How familiar does this sound? Some things never change. This verse in scripture sounds no different than many of our lives today. History repeats itself. Many of us work hard but never seem to have enough. Whenever we acquire something new, it leads to wanting something more and so the cycle continues. We work really hard and then find ourselves throwing our money away without even realizing what we are doing. For some of us, our money leaves our hands almost as quick as we earn it and then we look in our wallet one day and wonder what we spent it on? Was it because we stopped for too many of those expensive coffees on the way to work or we splurged on too many dinners out? Maybe it was a lot of little things that we bought at the store that added up quickly. Often, we don’t even remember what all we spent our money on.
The opposite can be true too. We can save a little money and see our bank account grow and save a little more and invest it, then search around endlessly looking for ways that our money can earn a better interest rate, then we’re never satisfied with the current rate we are earning on our investments.
Let’s not even talk about jobs, relationships and marriages. We get a job but are unhappy with it after the new wears off and the monotony sets in. The same way with marriage. It’s great when you are newlyweds but after a few years, all of your spouse’s faults really begin to weigh on you. Some people go through multiple marriages in life and end up at the end of their lives just as dissatisfied as they were earlier in life. This is especially true with movie stars.
King Herod was a very wealthy ruler who had the ability to indulge his every wish or inclination and yet he too, sensed something was missing in life. There was still an empty place inside of him that made him perplexed about Jesus and that was why he wanted to see him.
Do you ever have days where you wonder if this is all there is to life? You wake up each day, go to work, come home and have dinner and maybe watch a little television, run your errands on Saturdays and then go to mass on Sundays? It seems like a treadmill sometimes that you can’t get off. Do you ever wish you could stop the world for a while, and take a little time to catch your breath and experience just the basic elements of life itself? To reexamine your life and what it is all about?
If you feel dissatisfied in life, that something is missing and there is an emptiness inside of you that you just can’t seem to fill, then the Lord is calling you to something deeper, just like the people in the first reading for mass today. Even Herod sensed this in the gospel reading too. When God is near, you instinctively know it. His closeness to you, makes you even more aware of your own emptiness, the lack of joy in your life.

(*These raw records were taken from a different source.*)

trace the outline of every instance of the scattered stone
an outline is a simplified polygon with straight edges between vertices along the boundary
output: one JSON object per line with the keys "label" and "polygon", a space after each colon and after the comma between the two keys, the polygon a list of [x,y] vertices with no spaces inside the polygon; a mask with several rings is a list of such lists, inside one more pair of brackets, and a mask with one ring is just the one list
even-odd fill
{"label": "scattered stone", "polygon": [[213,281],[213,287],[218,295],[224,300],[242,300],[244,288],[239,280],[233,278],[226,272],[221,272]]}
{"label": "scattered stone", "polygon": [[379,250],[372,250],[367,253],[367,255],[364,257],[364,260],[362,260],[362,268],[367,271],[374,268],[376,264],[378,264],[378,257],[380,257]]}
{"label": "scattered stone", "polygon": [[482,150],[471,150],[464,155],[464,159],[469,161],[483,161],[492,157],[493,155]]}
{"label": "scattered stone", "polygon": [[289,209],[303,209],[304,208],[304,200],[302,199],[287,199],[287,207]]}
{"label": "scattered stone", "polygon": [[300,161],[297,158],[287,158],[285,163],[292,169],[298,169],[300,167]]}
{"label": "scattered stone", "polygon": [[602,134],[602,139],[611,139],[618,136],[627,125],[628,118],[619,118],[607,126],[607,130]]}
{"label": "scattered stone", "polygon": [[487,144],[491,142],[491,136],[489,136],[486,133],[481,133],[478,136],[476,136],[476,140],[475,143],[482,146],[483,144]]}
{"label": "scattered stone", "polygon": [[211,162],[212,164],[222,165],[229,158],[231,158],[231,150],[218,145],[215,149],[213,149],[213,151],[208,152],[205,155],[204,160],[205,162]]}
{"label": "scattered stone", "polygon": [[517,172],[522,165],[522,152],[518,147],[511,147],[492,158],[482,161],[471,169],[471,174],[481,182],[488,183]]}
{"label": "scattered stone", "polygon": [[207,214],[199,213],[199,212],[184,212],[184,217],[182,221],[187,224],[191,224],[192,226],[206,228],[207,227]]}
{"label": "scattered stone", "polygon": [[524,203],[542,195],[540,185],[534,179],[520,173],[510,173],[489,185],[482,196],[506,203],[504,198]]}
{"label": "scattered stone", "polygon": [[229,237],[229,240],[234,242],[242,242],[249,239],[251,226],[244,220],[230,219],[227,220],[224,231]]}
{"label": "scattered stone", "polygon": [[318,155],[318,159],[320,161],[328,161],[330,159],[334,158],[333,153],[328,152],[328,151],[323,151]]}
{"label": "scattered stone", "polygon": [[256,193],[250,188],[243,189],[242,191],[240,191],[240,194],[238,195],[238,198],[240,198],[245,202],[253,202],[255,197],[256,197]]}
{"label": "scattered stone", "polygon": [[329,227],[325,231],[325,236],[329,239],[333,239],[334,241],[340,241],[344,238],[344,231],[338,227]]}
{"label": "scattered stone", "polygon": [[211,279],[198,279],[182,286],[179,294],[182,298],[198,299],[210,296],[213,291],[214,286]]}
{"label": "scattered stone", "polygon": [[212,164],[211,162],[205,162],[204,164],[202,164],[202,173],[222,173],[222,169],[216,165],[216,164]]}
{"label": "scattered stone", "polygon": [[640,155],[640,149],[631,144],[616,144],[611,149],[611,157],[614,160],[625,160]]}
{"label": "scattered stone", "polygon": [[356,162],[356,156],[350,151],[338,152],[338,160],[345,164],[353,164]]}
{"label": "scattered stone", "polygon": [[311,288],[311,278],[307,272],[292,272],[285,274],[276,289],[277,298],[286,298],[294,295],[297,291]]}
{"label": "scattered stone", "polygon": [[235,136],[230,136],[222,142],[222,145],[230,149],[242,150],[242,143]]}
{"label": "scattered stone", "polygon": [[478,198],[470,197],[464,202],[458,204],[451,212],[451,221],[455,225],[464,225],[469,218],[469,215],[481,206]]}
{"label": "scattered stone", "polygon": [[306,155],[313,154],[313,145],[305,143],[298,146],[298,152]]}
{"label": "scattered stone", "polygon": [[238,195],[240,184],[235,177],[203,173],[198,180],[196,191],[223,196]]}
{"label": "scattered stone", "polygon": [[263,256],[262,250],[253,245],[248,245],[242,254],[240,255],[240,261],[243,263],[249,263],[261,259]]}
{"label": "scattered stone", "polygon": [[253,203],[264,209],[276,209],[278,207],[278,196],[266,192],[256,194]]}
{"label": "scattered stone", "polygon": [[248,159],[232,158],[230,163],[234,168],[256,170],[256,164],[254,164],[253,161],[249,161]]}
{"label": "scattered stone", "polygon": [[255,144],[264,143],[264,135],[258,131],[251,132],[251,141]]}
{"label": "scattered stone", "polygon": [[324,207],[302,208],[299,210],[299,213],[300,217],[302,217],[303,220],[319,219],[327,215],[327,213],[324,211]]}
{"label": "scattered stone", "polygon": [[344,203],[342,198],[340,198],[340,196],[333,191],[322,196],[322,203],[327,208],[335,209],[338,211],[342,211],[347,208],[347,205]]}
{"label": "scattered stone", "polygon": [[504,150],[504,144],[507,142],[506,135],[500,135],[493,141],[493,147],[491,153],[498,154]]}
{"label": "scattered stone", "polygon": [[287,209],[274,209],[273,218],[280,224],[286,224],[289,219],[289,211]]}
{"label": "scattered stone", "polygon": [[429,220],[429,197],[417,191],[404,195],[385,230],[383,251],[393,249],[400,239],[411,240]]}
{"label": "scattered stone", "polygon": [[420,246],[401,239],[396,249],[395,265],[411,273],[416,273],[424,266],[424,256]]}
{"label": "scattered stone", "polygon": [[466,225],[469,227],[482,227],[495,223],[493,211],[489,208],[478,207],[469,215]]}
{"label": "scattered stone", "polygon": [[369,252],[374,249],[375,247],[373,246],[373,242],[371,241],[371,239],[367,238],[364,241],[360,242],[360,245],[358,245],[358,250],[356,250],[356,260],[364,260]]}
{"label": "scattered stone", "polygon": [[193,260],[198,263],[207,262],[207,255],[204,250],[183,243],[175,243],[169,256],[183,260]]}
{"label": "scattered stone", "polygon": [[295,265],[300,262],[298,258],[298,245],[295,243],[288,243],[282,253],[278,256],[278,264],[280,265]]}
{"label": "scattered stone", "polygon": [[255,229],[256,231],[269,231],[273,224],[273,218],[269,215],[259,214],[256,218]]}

The people in the first reading for mass today did not want to take the time to build God’s house. We also do not want to take the time to build God’s “house” in our own hearts either. We want to grow in holiness and have very good intentions of working on our spiritual life by praying more often, going to confession, maybe attend a daily mass or go to adoration, but we then we do not want to take the time to do so. Something always comes up.
Today would be a good day to let Jesus be the priority in our day for once. Just for today, we might eliminate something that is consuming our time unnecessarily and spend some time getting to know the Lord again in prayer. The “something that is missing” in our lives is our relationship with Jesus. He alone can fill the emptiness inside of us, with joy, and give our lives purpose and meaning.
Saint Augustine expressed this feeling most profoundly when he said “Our hearts are restless Lord, until they rest in thee”.